Classroom management strategies, such as trying not to take the behavior personally, will be taught. The goal is ongoing and high-quality teacher training and classroom support, Rosenthal said. And professional services – whether mental health counseling groups, family meetings or learning interventions – will be provided to students and families with the awareness that they are likely to be under severe stress, but that all students and families have strengths that can be built upon, Rosenthal said.
Involving the whole school
Underlying more intensive mental health supports will be efforts to cultivate a positive school climate that includes a focus on so-called “social and emotional” aspects of education, such as how to respectfully disagree or the importance of saying “good morning” – behaviors that adults are expected to model.
The pilot program, called Unconditional Education, will be run in collaboration with the San Francisco Unified School District and two Oakland-based public charter school agencies, Education for Change and Lighthouse Community Charter School. SRI International, a Menlo Park research evaluation firm, will evaluate results of the pilot, with the idea that the program could be a model for other schools.

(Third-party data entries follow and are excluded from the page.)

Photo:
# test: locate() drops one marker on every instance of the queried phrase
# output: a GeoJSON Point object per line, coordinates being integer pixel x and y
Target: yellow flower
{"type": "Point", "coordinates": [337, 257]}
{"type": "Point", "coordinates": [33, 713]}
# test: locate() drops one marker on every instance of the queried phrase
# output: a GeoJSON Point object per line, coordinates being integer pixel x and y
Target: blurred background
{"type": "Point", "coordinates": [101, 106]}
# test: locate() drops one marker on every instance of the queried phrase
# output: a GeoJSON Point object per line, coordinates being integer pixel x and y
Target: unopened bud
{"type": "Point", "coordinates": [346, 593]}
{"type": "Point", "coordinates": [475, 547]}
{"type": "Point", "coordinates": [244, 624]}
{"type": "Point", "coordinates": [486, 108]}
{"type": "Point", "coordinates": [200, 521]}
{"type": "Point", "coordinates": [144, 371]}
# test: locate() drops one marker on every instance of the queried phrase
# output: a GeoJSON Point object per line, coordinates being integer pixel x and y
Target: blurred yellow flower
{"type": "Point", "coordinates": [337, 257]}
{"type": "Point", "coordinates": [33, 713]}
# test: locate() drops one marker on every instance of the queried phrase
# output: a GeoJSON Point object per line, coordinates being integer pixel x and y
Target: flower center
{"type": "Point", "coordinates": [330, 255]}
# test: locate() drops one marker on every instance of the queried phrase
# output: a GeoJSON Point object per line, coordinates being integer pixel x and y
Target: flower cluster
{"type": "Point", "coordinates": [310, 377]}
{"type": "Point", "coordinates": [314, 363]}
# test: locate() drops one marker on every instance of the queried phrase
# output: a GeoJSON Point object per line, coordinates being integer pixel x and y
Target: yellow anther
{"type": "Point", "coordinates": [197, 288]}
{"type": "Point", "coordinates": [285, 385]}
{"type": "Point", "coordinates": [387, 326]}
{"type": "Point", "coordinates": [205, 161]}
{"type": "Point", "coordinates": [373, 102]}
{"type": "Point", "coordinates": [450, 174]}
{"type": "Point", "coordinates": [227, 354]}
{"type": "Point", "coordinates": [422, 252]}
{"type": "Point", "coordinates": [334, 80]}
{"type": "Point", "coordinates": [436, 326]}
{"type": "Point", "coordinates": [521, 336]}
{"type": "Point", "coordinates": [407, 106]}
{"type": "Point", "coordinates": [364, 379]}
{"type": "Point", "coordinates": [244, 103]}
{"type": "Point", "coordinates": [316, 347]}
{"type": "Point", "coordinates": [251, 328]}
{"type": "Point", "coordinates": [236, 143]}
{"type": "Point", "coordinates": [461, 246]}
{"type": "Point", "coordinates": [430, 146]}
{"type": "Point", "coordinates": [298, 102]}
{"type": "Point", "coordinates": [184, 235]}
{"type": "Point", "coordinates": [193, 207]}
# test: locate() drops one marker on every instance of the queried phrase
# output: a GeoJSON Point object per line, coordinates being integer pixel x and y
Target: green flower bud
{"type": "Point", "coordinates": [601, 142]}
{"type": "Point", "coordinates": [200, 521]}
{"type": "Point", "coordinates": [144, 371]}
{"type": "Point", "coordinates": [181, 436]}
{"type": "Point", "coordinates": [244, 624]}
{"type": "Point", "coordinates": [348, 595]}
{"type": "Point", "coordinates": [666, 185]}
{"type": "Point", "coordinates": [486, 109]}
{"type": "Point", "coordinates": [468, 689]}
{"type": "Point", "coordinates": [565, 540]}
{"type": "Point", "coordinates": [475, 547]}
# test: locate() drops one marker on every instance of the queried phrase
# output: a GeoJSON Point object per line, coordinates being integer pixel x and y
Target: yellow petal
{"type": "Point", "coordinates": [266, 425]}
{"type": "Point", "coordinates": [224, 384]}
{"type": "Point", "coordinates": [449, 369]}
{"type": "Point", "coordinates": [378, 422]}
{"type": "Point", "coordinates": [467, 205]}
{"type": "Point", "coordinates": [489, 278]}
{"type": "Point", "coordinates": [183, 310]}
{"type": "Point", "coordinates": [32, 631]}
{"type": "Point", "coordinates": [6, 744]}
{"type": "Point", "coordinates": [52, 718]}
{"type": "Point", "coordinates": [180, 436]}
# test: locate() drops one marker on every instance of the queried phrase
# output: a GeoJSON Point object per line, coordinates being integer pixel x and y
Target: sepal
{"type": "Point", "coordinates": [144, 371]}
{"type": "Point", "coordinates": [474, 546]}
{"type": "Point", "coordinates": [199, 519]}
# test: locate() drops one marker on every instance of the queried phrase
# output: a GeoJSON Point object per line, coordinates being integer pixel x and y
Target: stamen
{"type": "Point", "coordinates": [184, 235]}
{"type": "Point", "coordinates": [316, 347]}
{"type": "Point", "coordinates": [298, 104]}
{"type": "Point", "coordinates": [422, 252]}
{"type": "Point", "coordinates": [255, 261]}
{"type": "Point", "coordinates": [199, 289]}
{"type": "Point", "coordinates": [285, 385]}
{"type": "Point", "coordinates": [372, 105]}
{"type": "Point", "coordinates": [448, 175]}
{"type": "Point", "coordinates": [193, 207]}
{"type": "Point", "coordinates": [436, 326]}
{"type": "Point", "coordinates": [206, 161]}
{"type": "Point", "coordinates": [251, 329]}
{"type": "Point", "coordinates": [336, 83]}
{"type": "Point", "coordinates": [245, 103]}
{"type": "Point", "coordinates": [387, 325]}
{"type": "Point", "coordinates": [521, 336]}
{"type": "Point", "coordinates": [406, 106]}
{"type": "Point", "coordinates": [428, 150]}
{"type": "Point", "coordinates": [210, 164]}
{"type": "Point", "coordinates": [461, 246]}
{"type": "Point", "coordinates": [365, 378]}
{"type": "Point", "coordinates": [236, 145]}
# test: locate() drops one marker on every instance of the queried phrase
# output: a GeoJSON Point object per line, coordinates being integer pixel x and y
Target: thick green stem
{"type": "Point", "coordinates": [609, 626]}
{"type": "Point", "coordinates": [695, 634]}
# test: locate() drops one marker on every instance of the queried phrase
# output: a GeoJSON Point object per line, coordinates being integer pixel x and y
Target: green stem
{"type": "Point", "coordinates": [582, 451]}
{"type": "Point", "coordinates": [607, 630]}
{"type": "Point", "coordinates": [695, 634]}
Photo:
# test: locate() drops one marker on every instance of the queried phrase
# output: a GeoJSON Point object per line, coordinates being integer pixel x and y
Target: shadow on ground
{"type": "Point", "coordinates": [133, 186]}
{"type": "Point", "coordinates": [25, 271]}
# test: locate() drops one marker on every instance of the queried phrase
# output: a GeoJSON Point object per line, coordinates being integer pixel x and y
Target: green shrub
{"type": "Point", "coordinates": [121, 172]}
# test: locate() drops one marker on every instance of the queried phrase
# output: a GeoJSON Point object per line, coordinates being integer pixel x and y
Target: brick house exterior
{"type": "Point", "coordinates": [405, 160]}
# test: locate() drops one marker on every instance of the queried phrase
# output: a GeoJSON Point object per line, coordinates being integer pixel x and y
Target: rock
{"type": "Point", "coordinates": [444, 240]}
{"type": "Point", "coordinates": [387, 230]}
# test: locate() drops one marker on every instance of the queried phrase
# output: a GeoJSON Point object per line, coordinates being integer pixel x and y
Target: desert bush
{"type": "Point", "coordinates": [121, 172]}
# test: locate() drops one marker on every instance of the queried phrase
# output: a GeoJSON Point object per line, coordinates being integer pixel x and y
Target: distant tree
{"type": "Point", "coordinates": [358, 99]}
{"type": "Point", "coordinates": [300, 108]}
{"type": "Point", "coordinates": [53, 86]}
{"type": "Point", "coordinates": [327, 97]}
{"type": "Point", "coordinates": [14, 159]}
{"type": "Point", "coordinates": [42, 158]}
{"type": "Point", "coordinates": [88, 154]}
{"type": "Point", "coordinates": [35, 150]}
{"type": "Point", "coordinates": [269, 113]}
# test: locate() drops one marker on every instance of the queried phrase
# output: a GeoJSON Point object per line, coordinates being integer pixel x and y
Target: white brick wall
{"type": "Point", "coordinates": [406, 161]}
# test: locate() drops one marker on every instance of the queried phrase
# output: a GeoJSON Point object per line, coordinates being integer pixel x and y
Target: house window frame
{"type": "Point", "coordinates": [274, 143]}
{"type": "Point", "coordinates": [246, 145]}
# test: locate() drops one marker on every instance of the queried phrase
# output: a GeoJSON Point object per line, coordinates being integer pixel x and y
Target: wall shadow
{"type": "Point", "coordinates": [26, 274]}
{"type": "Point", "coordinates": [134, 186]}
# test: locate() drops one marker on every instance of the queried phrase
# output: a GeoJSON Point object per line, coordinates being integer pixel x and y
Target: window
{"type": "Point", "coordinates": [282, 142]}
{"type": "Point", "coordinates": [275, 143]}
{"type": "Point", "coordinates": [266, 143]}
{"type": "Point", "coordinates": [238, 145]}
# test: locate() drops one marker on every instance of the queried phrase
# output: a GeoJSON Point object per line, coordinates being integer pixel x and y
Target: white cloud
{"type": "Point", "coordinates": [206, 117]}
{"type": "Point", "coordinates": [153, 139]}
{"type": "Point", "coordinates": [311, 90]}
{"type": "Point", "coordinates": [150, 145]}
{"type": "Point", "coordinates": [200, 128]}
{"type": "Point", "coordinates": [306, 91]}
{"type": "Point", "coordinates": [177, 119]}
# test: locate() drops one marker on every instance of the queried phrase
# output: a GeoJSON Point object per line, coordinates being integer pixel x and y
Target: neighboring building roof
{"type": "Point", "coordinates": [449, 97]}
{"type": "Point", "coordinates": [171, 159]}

The approach relies heavily on collaboration, not just between families and the schools, but also among all the teachers, mental health counselors and administrators who work with students every day, said Enikia Ford-Morthel, chief of schools at Education for Change.
“It’s amazing for our kids to see a group of adults working together for their benefit,” Ford-Morthel said.
At Cox Academy in Oakland, an elementary school run by Education for Change, a test-run of the approach is under way. The second and third grade classroom – with 24 students, four of whom are in special education – is a hive of teacher collaboration. On a recent morning, students worked on identifying spelling patterns: Is the “e” at the end of “name” dropped when “ly” is added? Four adults roamed around the students’ desks: Danielle Icay, a general education teacher; Katy Simonds, a special education teacher who works full-time in the classroom; and Ashley Crittendon and Joseph Ham, classroom counselors who provide two special education students with behavioral and learning support in class.
Collaborative teaching can be a tricky test of turf and expertise, but these four adults appeared to work smoothly to meet the constant needs. When a student’s loose tooth fell out at her desk, Icay stepped away from the overhead projector to care for her, and Simonds moved seamlessly to the projector, asking if the “e” in the word “come” is dropped when “ing” is added. Ham helped one student boot up a computer program to help the student study, while Crittendon, who had set up another student on a computer for instruction, guided a student who said she had something in her eye to the classroom sink to flush it out.
The pilot program won’t necessarily have this many adults collaborating in a classroom, but the idea is right, Ford-Morthel said: train general education teachers to better address some of the learning and behavioral issues of students in special education, put special education teachers in the classroom to provide support for all students, add outside services as needed, and infuse the school community with an understanding of the effects of trauma.
Emotional and behavioral disorders are “about a mismatch between the kid and the school,” said Mary Wagner, a longtime researcher of students with emotional disabilities and a principal scientist at SRI International who is not one of the evaluators of the pilot program.
“If you can change the environment around children, and they have a behavioral disorder, their behavior will change,” Wagner said. “But the adults have to change first.”